As a religion, Islam does not believe in a formal clergy to interpret its value system. Islam's teachings are kept fresh through constant debate by the Ulema and evolving practice by the Muslim community.
Islamic law derives from four basic concepts, including Qiyas and Ijma. Ijma originates through a consensus among the Muslim community whereas Qiyas uses analogical reasoning to address contemporary issues facing the Ummah or Muslim community.
As Islam undergoes its internal struggles, many aspects of the religion have been hijacked by extremists. They routinely use violence and compulsion to further their deviant ideology.
Coupled with these dubious interpretations is the often unjustifiable behaviour of some Muslims. Although the list can be much longer, below are just five suspect areas:
1. Suicide is a sin. How 'Holy Warriors' can see suicide bombings as a legitimate weapon is incredulous, especially when unarmed civilians are specifically targeted. (See verse 4:29)
2. Hypocrisy manifests itself in several forms. Many Muslims have a 'holier than the Pope' attitude to alcohol. They will publicly deny consuming alcohol but will imbibe secretly. (It should be noted that the Pakistan Army recovered several bottles of vodka from the home of senior Taliban commander during their recent operation in Swat.)
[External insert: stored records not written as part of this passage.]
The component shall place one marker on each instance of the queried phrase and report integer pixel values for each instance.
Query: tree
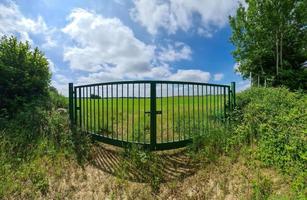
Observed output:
(270, 37)
(24, 75)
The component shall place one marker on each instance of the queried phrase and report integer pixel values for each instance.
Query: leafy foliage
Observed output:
(275, 120)
(271, 39)
(24, 75)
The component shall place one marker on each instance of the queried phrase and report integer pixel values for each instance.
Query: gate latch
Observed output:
(158, 112)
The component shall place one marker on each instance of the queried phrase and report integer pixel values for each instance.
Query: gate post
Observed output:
(71, 102)
(233, 94)
(153, 116)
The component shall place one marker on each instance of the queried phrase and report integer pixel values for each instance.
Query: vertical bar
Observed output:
(233, 93)
(161, 115)
(107, 102)
(139, 114)
(214, 105)
(178, 112)
(91, 111)
(71, 102)
(207, 111)
(167, 112)
(193, 109)
(144, 112)
(103, 113)
(210, 107)
(202, 109)
(94, 97)
(84, 100)
(80, 106)
(127, 112)
(153, 116)
(99, 127)
(189, 111)
(224, 102)
(112, 110)
(198, 108)
(123, 112)
(116, 111)
(173, 112)
(132, 111)
(75, 106)
(183, 111)
(87, 114)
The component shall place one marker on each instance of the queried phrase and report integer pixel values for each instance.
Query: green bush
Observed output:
(24, 76)
(275, 119)
(57, 100)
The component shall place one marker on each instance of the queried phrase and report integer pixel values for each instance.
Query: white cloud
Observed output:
(108, 50)
(62, 79)
(243, 85)
(173, 15)
(218, 76)
(191, 75)
(51, 65)
(179, 51)
(105, 44)
(13, 22)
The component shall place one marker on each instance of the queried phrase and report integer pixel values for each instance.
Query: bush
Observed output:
(24, 76)
(57, 100)
(275, 119)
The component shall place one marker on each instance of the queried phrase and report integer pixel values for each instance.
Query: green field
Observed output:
(128, 119)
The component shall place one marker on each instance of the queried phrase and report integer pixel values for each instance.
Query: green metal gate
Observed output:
(155, 114)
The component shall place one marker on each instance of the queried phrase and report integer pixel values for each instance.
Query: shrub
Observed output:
(275, 119)
(24, 75)
(57, 100)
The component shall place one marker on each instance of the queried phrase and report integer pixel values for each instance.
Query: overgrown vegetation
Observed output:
(270, 39)
(269, 123)
(35, 138)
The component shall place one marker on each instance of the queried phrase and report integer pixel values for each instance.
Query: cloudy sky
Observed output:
(96, 41)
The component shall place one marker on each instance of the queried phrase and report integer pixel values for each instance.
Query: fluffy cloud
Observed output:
(191, 75)
(51, 65)
(107, 50)
(179, 51)
(172, 15)
(218, 77)
(13, 22)
(105, 44)
(243, 85)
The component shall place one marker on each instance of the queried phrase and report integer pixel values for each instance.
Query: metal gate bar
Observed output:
(154, 114)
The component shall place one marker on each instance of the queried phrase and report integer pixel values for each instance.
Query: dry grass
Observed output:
(226, 178)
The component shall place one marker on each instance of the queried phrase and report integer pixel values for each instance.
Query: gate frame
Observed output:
(153, 145)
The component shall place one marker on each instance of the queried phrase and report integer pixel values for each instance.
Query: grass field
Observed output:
(128, 119)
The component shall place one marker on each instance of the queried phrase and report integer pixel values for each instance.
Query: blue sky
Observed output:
(96, 41)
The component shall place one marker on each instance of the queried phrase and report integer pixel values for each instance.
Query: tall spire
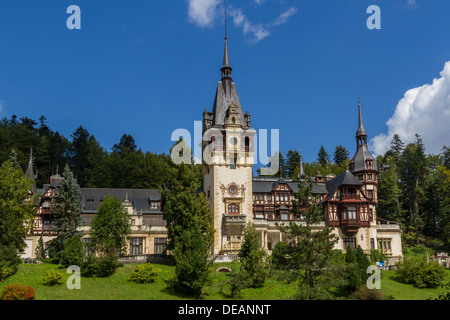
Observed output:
(361, 131)
(30, 173)
(226, 68)
(301, 172)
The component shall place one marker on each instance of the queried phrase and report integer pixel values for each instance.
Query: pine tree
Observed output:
(190, 228)
(110, 228)
(293, 163)
(308, 251)
(389, 192)
(66, 208)
(16, 205)
(16, 214)
(397, 146)
(322, 157)
(340, 155)
(253, 258)
(412, 166)
(40, 249)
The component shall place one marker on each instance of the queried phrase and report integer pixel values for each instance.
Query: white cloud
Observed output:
(256, 32)
(424, 110)
(202, 12)
(283, 18)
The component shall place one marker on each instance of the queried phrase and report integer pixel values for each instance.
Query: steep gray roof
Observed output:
(359, 159)
(140, 198)
(226, 94)
(345, 178)
(259, 186)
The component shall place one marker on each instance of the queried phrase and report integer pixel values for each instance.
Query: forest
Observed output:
(413, 186)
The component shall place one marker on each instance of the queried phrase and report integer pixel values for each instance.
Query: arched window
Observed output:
(233, 208)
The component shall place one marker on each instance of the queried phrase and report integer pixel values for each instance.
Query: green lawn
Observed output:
(401, 291)
(117, 286)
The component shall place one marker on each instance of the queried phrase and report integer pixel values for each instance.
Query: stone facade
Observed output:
(237, 198)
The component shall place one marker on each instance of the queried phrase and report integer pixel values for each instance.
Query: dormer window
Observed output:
(233, 208)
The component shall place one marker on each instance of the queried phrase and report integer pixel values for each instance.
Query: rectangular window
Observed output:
(349, 242)
(160, 245)
(136, 246)
(87, 250)
(233, 163)
(352, 213)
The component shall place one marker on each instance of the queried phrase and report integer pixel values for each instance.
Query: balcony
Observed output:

3. Similar to drinking, instances of Muslims 'pretending' to fast during the holy month of Ramadan are common in certain environments. Whether it is due to peer pressure or social norms, in a sense it is tantamount to fraud.
4. Women who cover their heads and behave religiously but then enter into sexually active relationships with multiple men over time.
5. The notion that women should be economically inactive in a Muslim society is plain wrong. The Prophet's first wife, Khatija, was a successful businesswoman and merchant. She remained economically active throughout her life, even after her marriage. (The second basis of Islamic law is the Sunnah or the example set by the Prophet through his behaviour and sayings.)
When an individual indulges in particular behaviour systematically then it is consciously thought out. The behaviour itself may not necessarily be questionable. More often, it is the hypocrisy associated with the actions which is more perturbing. After all, for the truly religious it may be easy to deceive the world and even oneself, but to deceive God is another matter altogether.
There is a dire need for a suicide prevention hotline specifically aimed at potential suicide bomber recruits!
As mortals, we all sin. We sin with a regularity we would not like to admit. However, let's not add religious arrogance to our list of sins. Keep religious personal, truth is a relative concept to individuals.